18. Bird, P. (1984) Hydration-phase diagrams and friction of montmorillonite under laboratory and geologic conditions, with implications for shale compaction, slope stability, and strength of fault gouge, Tectonophysics, 107, 235-260.

Abstract. Absorption of water into the crystal structure of smectite clays causes a reversible volume increase exceeding 80% and a friction decrease by a factor of three. This behavior can be predicted if clay swelling is approximated as the formation of successive hydration phases and the generalized Clapeyron law is applied. In this study, new data on two standard montmorillonites saturated with sodium and calcium (Na-MM and Ca-MM) are combined with published results to define relative humidity boundaries of proposed phases at 20° C and 1 bar. From molar volumes, the effect of confining pressure is predicted; only phases with an integral number of full interlaminar water layers are stable at high pressures. In contact with liquid water, the number of interlaminar layers is governed by the "effective normal stress" on crystals. Next, vapour pressure measurements at 20° -60° C are used to calculate dehydration enthalpies, from which the effect of geologic temperatures is predicted. Under typical crustal conditions, Na-MM does not fully dehydrate until 7 km depth, and Ca-MM retains one water layer to 11 km. Since the zones of hydrocarbon maturation and montmorillonite dehydration overlap, this effect may play a part in petroleum geology, controlling migration and/or reservoir pressurization.

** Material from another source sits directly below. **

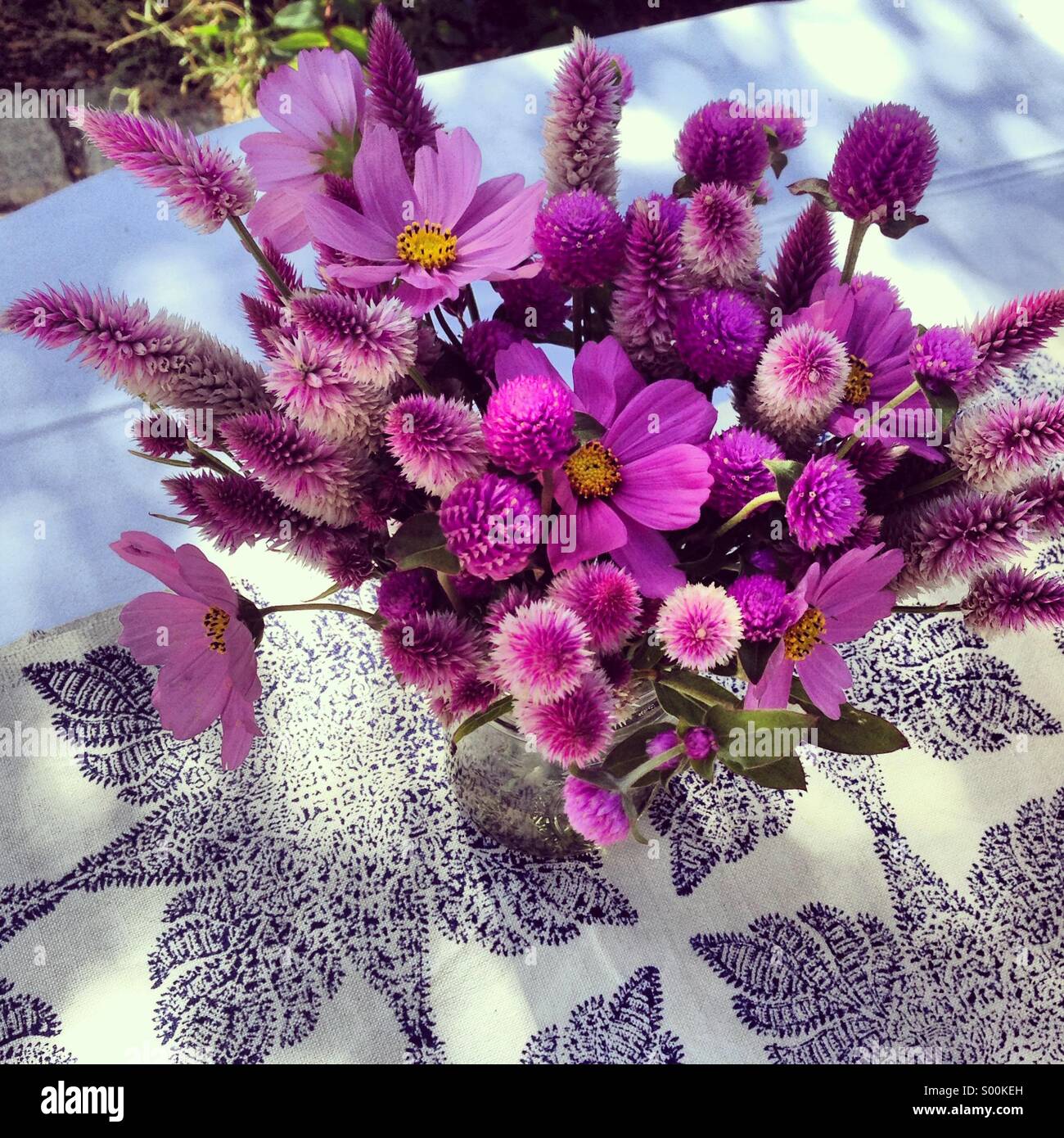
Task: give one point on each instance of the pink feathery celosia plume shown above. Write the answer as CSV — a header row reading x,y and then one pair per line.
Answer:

For the first time, the friction of individual hydration phases of montmorillonite has been measured without excess water and within their stability fields. Stable-sliding deformation with negligible rate-dependence and definite work-hardening is observed, but the pressure-dependence is less than in classical friction. Na-MM phases are always weaker than their Ca-MM analogues. In both clays, the addition of the first water layer causes the greatest strength decrease, but two- and three-layer phases are successively weaker. The friction coefficient of three-layer Na-MM at low pressure is near 0.27, consistent with most observed bedding plane rockslides in shales. If Ca-MM is abundant in fault gouge, average friction in the top 10 km of strike-slip and normal faults may be as low as 0.34. Such weak faults would permit major deformation of continental crust by regional shear stresses as low as 27 MPa. This model would also explain the frequent reactivation of ancient faults by later stresses of diverse orientations.